BABY GIRL BERGER IS A PRETTY baby, Lupe can see. Looks perfect, chubby and bald. Lupe likes the bald babies. By all rights, this kid should be crying a hearty cry and lying on top of Mom’s belly right now. She’s a sucker-punch kid — the sort of baby everyone expected to be fine, who should be fine, but who crashes for no good reason. Beneath the streaks of amniotic fluid, blood and vernix — a thick, white, pasty substance that protects a fetus’s skin; nature’s cold cream, the nurses call it — the infant’s flesh looks gray instead of healthy pink. Her limbs lie flaccid, splayed out like a carelessly positioned doll’s. “This is an ugly one,” Lupe thinks. “This is not good.” Years ago, she backed out of a fellowship in pediatric intensive care because she could not bear the emotional toll of having to deal with older children dying, of seeing a five-year-old who had a wonderful life one day but was brain-dead the next because no one had seen him at the bottom of the swimming pool until it was too late. She had resigned from her fellowship after five months, telling her mentors she could not deal with it, and she had turned to neonatology, where a world of preemies and other babies who had no prior lives or bonds or expectations or crayoned pictures of Mom and Dad was somehow easier to take. Except there were these sucker-punch cases, the full-term babies who look perfect, and their parents, who had expected to take them home in a matter of hours.

But Lupe’s voice betrays no emotion and grows calmer with every order. “Thank you very much,” she says after each urgent order is met. Later she explains this method of dealing with emergencies: “It’s a way of exerting control over an out-of-control situation, a certain tone of voice. You get super, super polite. Sometimes it’s all we have.”

At the root of Lupe’s medical philosophy is an almost primal fear of making a mistake, a fear she embraces and makes use of every day. Fear is your friend, her mentor in the neonatal unit told her 16 years ago during her residency, before she realized what she was getting into — before she knew enough to be afraid. Fear keeps you honest, keeps you checking yourself. When you walk in this unit and feel no fear, irk time to go find a new job.
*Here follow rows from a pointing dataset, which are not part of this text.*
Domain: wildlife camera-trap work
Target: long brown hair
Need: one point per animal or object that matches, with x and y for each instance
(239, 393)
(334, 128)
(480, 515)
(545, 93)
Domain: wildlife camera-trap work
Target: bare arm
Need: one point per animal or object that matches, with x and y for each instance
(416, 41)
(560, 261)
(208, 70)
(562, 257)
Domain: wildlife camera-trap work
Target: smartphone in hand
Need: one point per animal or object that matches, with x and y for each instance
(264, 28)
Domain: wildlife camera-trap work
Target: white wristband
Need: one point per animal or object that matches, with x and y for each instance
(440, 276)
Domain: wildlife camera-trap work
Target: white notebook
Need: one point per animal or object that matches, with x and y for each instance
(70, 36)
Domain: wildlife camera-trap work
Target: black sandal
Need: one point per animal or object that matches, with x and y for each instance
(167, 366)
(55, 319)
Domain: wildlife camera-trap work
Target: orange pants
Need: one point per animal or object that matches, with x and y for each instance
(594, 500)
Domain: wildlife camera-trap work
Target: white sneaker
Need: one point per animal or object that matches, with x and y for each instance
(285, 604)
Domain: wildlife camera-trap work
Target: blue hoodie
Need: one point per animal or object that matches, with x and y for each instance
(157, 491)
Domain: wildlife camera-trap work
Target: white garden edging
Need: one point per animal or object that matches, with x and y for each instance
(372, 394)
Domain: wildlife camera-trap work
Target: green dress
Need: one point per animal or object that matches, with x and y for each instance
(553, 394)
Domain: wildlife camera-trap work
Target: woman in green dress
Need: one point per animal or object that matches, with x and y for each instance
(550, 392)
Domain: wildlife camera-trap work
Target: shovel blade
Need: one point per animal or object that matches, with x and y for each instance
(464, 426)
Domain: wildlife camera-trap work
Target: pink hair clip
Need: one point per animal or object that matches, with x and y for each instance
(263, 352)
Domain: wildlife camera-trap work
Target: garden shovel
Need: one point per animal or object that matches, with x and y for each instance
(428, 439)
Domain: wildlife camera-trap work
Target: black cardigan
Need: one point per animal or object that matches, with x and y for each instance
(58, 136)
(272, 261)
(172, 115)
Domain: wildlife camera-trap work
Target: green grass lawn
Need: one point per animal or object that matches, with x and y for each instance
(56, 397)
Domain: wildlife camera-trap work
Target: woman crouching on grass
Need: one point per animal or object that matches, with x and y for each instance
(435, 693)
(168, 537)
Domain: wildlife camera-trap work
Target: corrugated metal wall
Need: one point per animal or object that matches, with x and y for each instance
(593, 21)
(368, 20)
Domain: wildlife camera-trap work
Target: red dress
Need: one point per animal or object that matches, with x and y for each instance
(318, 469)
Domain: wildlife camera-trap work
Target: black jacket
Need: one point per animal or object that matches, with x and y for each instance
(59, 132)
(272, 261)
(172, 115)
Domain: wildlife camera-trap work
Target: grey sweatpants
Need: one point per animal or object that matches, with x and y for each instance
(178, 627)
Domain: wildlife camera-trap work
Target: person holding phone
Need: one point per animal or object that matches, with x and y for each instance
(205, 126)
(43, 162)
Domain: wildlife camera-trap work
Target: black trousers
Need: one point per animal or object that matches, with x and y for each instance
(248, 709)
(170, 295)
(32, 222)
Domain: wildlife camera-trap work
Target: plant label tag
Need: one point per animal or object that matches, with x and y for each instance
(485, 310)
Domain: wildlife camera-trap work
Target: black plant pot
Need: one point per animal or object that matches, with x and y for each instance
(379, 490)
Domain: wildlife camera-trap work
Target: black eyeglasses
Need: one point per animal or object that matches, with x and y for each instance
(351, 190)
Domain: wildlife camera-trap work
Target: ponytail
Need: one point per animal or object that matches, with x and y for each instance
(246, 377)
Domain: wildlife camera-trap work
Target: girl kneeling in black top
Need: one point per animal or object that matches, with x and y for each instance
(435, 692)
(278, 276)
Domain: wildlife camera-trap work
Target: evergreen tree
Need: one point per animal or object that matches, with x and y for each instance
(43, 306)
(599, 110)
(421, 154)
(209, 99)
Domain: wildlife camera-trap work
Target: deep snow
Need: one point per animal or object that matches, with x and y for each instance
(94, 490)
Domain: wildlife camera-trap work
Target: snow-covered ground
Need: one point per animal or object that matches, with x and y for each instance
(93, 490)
These words have stuck with Lupe: In every emergency, admission and delivery, each time she reviews a chart, peers over a resident’s shoulder or dictates a history and physical report, she remembers her mentor’s warning. She tries to remember her fear rather than her confidence in herself, her experience and all those machines, imagers and other devices that have made the hands-on physical exam a dying art. Echocardiograms are wonderful tools, Lupe says, but I want to listen to every heartbeat with my own ears. She memorizes the most distinctive heart murmurs like ditties, then hums them back at the residents, asking them what some rasp or whisper or minuscule skip in an infant heart might mean. She questions herself even more rigorously, mostly in her head but sometimes out loud: Did I prescribe the right dose? Did I choose the right med? Was my diagnosis correct? Shouldn’t I order another ultrasound or X-ray just to be sure?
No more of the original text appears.